1) Each cluster node requires 1 public and 2 private IP’s . These IPs are logically grouped into 2 sebnets named “public” and “private”.
2)For a desired Cluster size of X : number of Public IPs is X and number of private IPs is 4X.
3)So indirectly the size of public and private sub nets determine total number of Virtual Machine’s available for clusters.
4)The allowed values for the enclosing VNET CIDR are from /16 through /24.
Storage and Secure access best practices
1)Never ever store any production data in default DBFS folders as life cycle of default DBFS is tied to the Workspace. Deleting the workspace will delete the DBFS and your production data will be gone for ever.
2)Customers cannot restrict access to this default folder and its contents.
The above recommendations does not apply to ADLS or Blob storage explicitly mounted as DBFS by the end user.
3)Always store secrets in Key Vault: Use Azure Key Vaults to store your secrets. Go to
https: //<your_azure_databricks_url>#secrets/createScope
4) Configuring secure access of ADLS Gen2 applicable to whole group of people across any cluster.
i)Service Principal Authentication-If you want to provide a group of users access to particular folder and its contents scope the Service Principal Authentication to:
a)Workspace-mount a folder for all clusters to access
b)Cluster-Cluster configuration setting.
c)Session-configure Spark conf session with SP
ii)AAD Passthrough Authentication-In case you wish to enforce fine grained ADLS file and Folder level ACLs for each user individually.
iii)Databricks Table ACLS- For BI scenarios you can set access controls on Tables and Views.
Cluster Configurations best practices
1)Design choices faced by developers
a)Analytics vs Job Clusters
b)Does my streaming cluster need to be up 24/7- You can execute a streaming workload as a Job cluster if latency is close to an hour.

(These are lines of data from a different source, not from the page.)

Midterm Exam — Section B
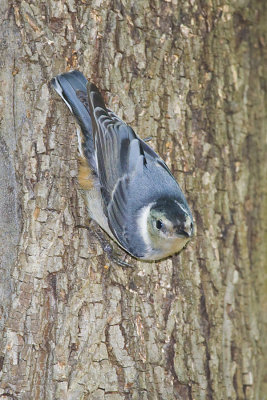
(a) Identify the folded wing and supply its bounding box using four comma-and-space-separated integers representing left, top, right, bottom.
87, 83, 149, 249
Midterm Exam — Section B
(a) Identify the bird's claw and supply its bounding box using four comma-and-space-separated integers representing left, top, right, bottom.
84, 225, 133, 268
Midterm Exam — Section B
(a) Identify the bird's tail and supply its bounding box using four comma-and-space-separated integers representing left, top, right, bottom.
51, 70, 96, 171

Also if the latency requirements are once in a day consider Trigger once mode
c)Cluster modes to use
d)Performance- Picking the right Virtual Machine
General Purpose Compute-Machine Learning
Storage Optimized-Streaming and ExtractTransformLoad jobs
Compute Optimized-Interactive /Development workloads
GPU- Deep Learning workloads.
Exceptions:
1)Machine Learning could require huge Memory Cache when more computations are involved in that case us e Memory Optimized RAM but in case our data set is huge go for Storage Optimized RAM.

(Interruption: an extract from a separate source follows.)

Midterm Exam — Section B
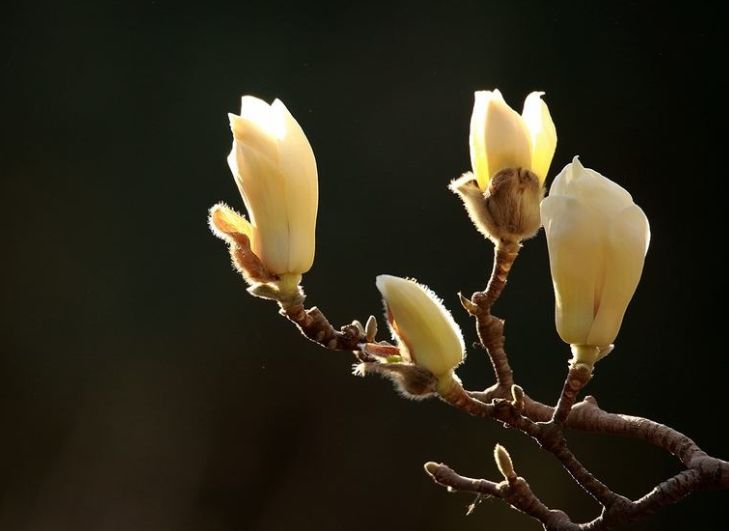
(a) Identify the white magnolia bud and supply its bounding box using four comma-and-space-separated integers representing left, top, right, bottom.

2)In case of Streaming jobs if we want streaming processing to be faster than the input rate go for Compute Optimized Virtual Machines.

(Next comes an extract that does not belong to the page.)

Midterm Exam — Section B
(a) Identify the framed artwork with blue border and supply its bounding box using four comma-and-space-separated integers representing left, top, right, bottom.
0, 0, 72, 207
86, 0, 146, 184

Some smart Tips- Getting the exact size is workload dependent and only iterative methods work for example take a percent of Cache see how much memory is being used and scale up iteratively to get the best match for your workload.
CPU Bound-Add more cores by adding more nodes to the cluster
Network Bound-Use fewer and bigger SSD backed machines to reduce network size and improve remote reads.
Disk I/O bound-If jobs are spilling to disks use Virtual Machines with more memory.
Databricks Pool Considerations- Consider using Pools in case you want to shorten the cluster start time by 7X gives best results for short duration Jobs which needs fast trigger and finish times and it helps speed up time in between job stages.